One thing that is always true, as new technology comes along, some people are going to criticize, ridicule, or simply not believe it does what it says it does.
Many years ago, I was approached by some guys in development that were having issues with an application that had a SQL database backend, this is the story of how they questioned VMware, and what transpired.
The development environment was comprised of several application servers and SQL servers that were particular to different builds of our in-house software. Some of the servers were physical, some were virtual running on VMware GSX (now VMware Server) and some were running on VMware ESX 2.5.
Yes, this is an old story that I have told many times. This is my first time posting it. I decided to post it, because lately I have had some conversations questioning running servers/applications in VMware. Yes, even in 2011. Now back to the story.
The developers were working on some stored procedures, and noticed some procedures were not executing properly. Upon troubleshooting the problem they decided to blame VMware. The stored procedures worked properly on all of the physical SQL servers, but failed on the virtual SQL servers on VMware GSX/ESX.
When they stepped through the stored procedures manually in both physical and virtual, they worked. When they attempted to run them normally through the application, they failed on the virtual machines, but worked on the physical systems.
Result: The developers looked toward IT for a solution, because obviously VMware was the problem, or so it appeared.
I proposed a challenge to them to determine in fact whether the problem was VMware or not.
I suggested the following troubleshooting steps:
- I would give them an appropriate workstation for them to install Windows Server & SQL on.
- They would run their tests against that physical machine for 2 weeks, to validate the configuration was correct.
- After 2 weeks, I would work the weekend, perform a P2V of the physical system & present it to them as a VM.
- They would then run their tests against the VM to validate the configuration still behaved properly as a VM.
- I told them, that not only would they not have any issues, but the server would be faster.
If I was right, they (6+ people) could buy me a nice lunch.
- I also said that if they had any issues, I would buy them a nice lunch (6+ people) out of my pocket.
The following week, I gave them an appropriate workstation and the MSDN media for Windows Server 2003 and SQL 2000. I asked them to install Windows and SQL, with all the approved patches (relative to our software). The only things I had control of, with their agreement, were the IP address of the server, the appropriate membership in the Active Directory Domain, and the physical location of it. Nothing else. They had full control of the system. No input/configuration of the system was going to be done by me or anyone else in IT. They felt very comfortable with that.
When they were done, I moved the desktop to our staging area, and connected it where they could get to it.
Upon completing the installation by the end of the week, they were set to run their tests on following Monday.
On Monday morning, I dropped by the developer’s desks and checked to see how everything was going. “Good” was the response I got from all of them.

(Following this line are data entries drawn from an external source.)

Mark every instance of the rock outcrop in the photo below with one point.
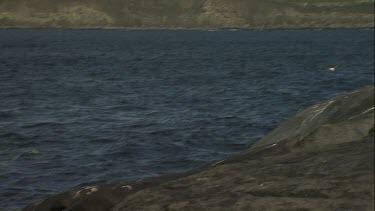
(321, 159)
(187, 14)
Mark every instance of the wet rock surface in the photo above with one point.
(321, 159)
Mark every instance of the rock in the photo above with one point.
(191, 14)
(343, 119)
(320, 159)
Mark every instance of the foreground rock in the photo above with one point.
(321, 159)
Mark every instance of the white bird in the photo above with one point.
(333, 69)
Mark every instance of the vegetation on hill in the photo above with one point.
(187, 14)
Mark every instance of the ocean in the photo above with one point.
(81, 107)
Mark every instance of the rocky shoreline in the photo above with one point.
(320, 159)
(191, 14)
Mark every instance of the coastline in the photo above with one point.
(322, 158)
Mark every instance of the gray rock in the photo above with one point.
(320, 159)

Each day, I dropped by, several times a day, checking on how things were going. Again, “Good” was the only response I received.
That Friday night we had a maintenance window. I figured… Why not go ahead and P2V this box and get this over with. Remember from earlier that I was using VMware GSX/ESX? Yep, VMware Converter hadn’t come out yet, and it wasn’t as easy to P2V a system. I had to use the older P2V Importer application that was a little quirky in comparison.
Regardless of the steps, after some effort, it was virtualized.
I failed to share with the developers that I had virtualized the server over the weekend.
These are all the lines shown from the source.